1997 was a landmark year for Ali Akbar Khan. In February, he was the second recipient to receive the Asian Paints Shiromani Award - Hall of Fame, following filmmaker Satyajit Ray. He celebrated his 75th birthday in April and AACM's 30th anniversary in June. In August, the Indian Embassy requested Khansahib to perform at the United Nations in New York and at Kennedy Center in Washington DC; both performances were in celebration of the 50th year of India's Independence. In September, Ali Akbar Khan was chosen to receive the prestigious National Heritage Fellowship from the National Endowment for the Arts. It was presented by Mrs. Hillary Clinton at a ceremony in the White House.
When Ali Akbar Khan first received the title of Ustad as a relatively young man, his father merely laughed. But later, when the patriarch was a centenarian, he told his son one day that he was very proud of him: "I am so pleased with your work in music that I will do something which is very rare. As your Guru and father, I am giving you a title, Swara Samrat (Emperor of Melody)." Khansahib feels most fortunate to have received this blessing from his father, mother, and uncle.
CURRENT PRESERVATION ACTIVITIES
Ali Akbar Khan and his family, and in particular his father Sri Baba Allauddin Khansahib, have created vast written, recorded, and oral records of music in their tradition known as the Sri Baba Allauddin Seni Gharana of Rampur and Maihar, India. On June 14th 1994, The Ali Akbar Khan Foundation was created in order to fund the Baba Allauddin Institute, a library and archive to preserve and make available these materials to future generations. The oldest reel to reel tapes of performances in the collection have already been preserved on new master tapes.
In old times, there were no written records of music notation in India, only the words of the songs.

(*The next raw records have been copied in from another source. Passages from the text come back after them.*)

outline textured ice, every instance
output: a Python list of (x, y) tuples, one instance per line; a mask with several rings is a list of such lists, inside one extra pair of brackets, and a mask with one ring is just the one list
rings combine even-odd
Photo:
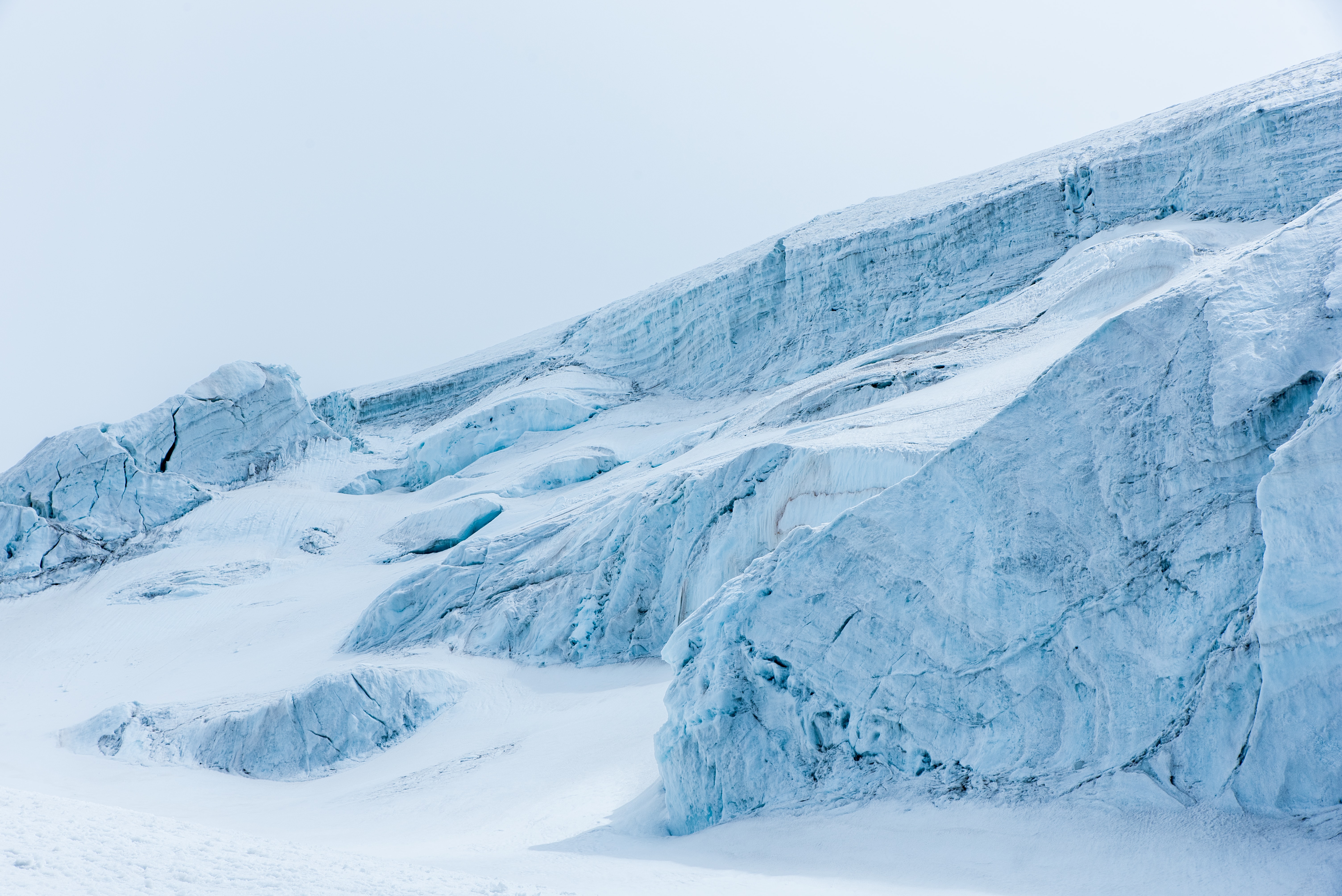
[(1342, 188), (1339, 98), (1335, 59), (1304, 63), (823, 215), (592, 314), (317, 406), (346, 433), (424, 425), (561, 365), (690, 397), (796, 382), (1004, 298), (1115, 225), (1296, 217)]
[[(676, 829), (925, 774), (1060, 794), (1133, 771), (1264, 813), (1342, 799), (1322, 769), (1342, 747), (1335, 667), (1276, 647), (1260, 706), (1274, 660), (1253, 636), (1255, 605), (1300, 602), (1263, 567), (1255, 494), (1283, 494), (1272, 452), (1342, 357), (1323, 291), (1339, 244), (1334, 197), (1118, 309), (917, 475), (718, 592), (664, 652)], [(1302, 645), (1327, 638), (1311, 621)]]
[(209, 500), (337, 436), (286, 366), (227, 363), (153, 410), (44, 439), (0, 475), (0, 597), (85, 574)]
[(293, 693), (200, 707), (115, 706), (63, 730), (60, 744), (138, 765), (317, 778), (409, 736), (460, 692), (460, 681), (437, 669), (361, 665)]

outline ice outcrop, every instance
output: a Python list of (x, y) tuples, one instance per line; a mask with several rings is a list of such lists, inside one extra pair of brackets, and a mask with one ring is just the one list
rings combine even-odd
[[(1335, 587), (1306, 597), (1311, 542), (1291, 533), (1308, 516), (1264, 510), (1263, 567), (1255, 504), (1260, 480), (1282, 500), (1319, 476), (1327, 394), (1300, 425), (1342, 357), (1323, 290), (1339, 212), (1118, 309), (973, 435), (687, 620), (663, 653), (672, 826), (926, 774), (943, 793), (1059, 794), (1121, 770), (1185, 803), (1342, 799), (1323, 769), (1342, 751), (1335, 664), (1307, 647)], [(1041, 319), (1059, 307), (1078, 306)], [(1276, 659), (1255, 637), (1296, 630)]]
[(60, 731), (60, 744), (138, 765), (189, 765), (297, 781), (319, 778), (409, 736), (452, 706), (439, 669), (357, 667), (298, 692), (201, 707), (126, 703)]
[(382, 541), (412, 554), (446, 551), (503, 512), (493, 495), (472, 495), (442, 507), (412, 514), (382, 534)]
[(83, 574), (127, 541), (338, 436), (286, 366), (227, 363), (153, 410), (46, 439), (0, 475), (0, 597)]
[(789, 530), (828, 522), (925, 459), (774, 443), (659, 473), (641, 490), (459, 545), (382, 593), (346, 647), (447, 641), (584, 665), (652, 656), (687, 612)]

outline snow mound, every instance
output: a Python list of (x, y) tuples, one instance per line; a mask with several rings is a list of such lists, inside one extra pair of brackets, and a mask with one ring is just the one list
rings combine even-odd
[(285, 695), (201, 707), (115, 706), (60, 731), (60, 744), (138, 765), (319, 778), (409, 736), (460, 692), (460, 681), (437, 669), (357, 667)]
[(503, 512), (491, 495), (472, 495), (407, 516), (382, 534), (382, 541), (412, 554), (433, 554), (452, 547)]
[(270, 563), (264, 561), (238, 561), (204, 569), (157, 573), (117, 589), (107, 600), (111, 604), (178, 601), (240, 585), (268, 571)]

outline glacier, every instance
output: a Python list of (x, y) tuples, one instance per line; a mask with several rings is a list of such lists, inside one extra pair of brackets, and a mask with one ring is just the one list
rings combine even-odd
[(600, 837), (858, 803), (1333, 837), (1339, 262), (1342, 54), (420, 373), (309, 402), (224, 365), (0, 475), (0, 614), (83, 632), (32, 704), (82, 774), (361, 825), (491, 826), (525, 761), (623, 794)]

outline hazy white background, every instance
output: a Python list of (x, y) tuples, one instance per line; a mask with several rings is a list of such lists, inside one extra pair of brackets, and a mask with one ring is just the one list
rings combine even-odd
[(1342, 48), (1339, 0), (0, 0), (0, 469), (310, 396)]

After learning Western classical music notation when he was young, Baba Allauddin Khan created the first written notation of Indian music. He also went on to invent orchestral compositions in classical ragas with harmony, which was new to India. The Institute is currently scanning and printing copies of over 100 composition books of Baba Allauddin Khan which were brought over from his home in Maihar, India. They are simultaneously being transcribed, cataloged and translated into English by one of Khansahib's senior disciples, Smt. Sisirkana Dhar Choudhury. Khansahib's wife, Mary, his sons, Alam and Manik and his secretary, Karuna Davy, are all actively working on the archives. This project alone encompasses over 10,000 compositions from the 16th through the 20th century including; 360 different exercises for voice and instruments, old traditional--and Baba Allauddin's own--compositions in Tantrakaru style, songs in dhrupad style and old taranas, and a great variety of talas (rhythm cycles). All of the materials are quite rare and much of it is in a state of continuous physical deterioration, so financial help is needed urgently if the Institute is to succeed in preserving this music for future generations.
Another equally extensive project will be to preserve and transcribe the recordings of Khansahib's own classes at the Ali Akbar College of Music where he has taught for over 33 years, and continues to teach today. In this year 2000, plans are forming to remodel and expand the college building in San Rafael to include a larger performance space, multi-media library and archive storage, offices, and classrooms.